The men encountered heavy snow, temperatures around zero and howling winds, especially at the exposed top of the ridge, Mike Spain said Tuesday morning. They checked the ridge but found no sign of Conyngham.
Snowmachiners like to play in the deep powdery snow that piles up at treeline on the ridge, Spain said, so that's where the brothers focused their search. At first, the number of trails from other machines complicated things. But then they spotted a trail that looked fresher than the others and kept to it.
With the hours passing, the searchers needed to refuel their machines. Spain called his wife, Michelle. Wearing her nightgown, she brought fuel up to a nearby trailhead.
Meanwhile, the Air National Guard had launched a helicopter just after 1 a.m., but by 5 a.m. the helicopter returned to Anchorage, contending with poor visibility and low fuel, troopers said.

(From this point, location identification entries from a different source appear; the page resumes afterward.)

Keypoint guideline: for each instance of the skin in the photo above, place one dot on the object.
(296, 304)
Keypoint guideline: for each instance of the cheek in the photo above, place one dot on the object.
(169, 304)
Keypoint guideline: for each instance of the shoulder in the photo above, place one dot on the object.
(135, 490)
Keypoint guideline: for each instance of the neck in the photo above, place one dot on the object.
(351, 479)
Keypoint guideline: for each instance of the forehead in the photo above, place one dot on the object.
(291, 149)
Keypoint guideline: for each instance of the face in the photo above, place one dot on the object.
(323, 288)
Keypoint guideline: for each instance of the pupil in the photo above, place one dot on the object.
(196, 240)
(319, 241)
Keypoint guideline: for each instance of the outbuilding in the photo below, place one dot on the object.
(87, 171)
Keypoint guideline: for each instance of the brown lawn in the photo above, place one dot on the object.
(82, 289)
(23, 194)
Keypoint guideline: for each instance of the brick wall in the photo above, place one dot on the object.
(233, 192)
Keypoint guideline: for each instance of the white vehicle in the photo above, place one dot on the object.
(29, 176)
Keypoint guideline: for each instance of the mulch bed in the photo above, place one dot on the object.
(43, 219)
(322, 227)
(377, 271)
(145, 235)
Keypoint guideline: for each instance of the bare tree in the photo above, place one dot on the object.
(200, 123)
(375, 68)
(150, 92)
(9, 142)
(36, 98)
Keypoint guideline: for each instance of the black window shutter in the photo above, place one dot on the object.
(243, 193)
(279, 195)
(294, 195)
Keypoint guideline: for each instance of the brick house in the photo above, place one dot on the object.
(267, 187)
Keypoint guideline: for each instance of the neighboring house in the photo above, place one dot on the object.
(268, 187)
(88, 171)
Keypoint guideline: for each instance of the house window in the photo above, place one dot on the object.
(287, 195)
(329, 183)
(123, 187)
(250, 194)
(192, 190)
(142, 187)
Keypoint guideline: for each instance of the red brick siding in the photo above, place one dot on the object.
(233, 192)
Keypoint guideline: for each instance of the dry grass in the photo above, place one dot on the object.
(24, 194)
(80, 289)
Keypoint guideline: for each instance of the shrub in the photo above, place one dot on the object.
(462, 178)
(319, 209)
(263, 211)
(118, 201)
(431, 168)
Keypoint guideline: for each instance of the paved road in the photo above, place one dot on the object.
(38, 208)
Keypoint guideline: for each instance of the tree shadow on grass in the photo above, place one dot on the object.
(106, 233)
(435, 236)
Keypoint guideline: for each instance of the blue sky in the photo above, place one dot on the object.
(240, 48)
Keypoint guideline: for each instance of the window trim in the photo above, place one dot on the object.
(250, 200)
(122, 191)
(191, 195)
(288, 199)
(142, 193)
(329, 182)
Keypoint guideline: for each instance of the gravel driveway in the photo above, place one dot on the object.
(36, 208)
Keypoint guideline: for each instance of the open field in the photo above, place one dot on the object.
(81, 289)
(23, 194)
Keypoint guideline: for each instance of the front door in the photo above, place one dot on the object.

By morning, with the weather improved, David Spain topped a hill and saw a snowmachine stuck -- buried down to the ground -- in the snow, his brother said.
Just before 9 a.m., the men called troopers and gave them the Global Positioning System coordinates of the sled, a Polaris 700 RMK, Spain and the troopers said.
The brothers followed Conyngham's tracks away from the machine for more than a mile until the trail entered a stand of trees too thick for their snowmachines to enter.
The men updated troopers and waited for an Air National Guard helicopter. They heard the chopper fly up the ridge and land, but couldn't see anything. "Not 10 minutes later, the troopers called and said we found him," Spain said.
The helicopter took Conyngham to the emergency room at Mat-Su Regional Medical Center, troopers said. He was released with no injuries or medical problems.
Conyngham was well-prepared, Spain said. He had plenty of gas, plus snowshoes.
"The only mistake he made was not taking somebody with him," he said.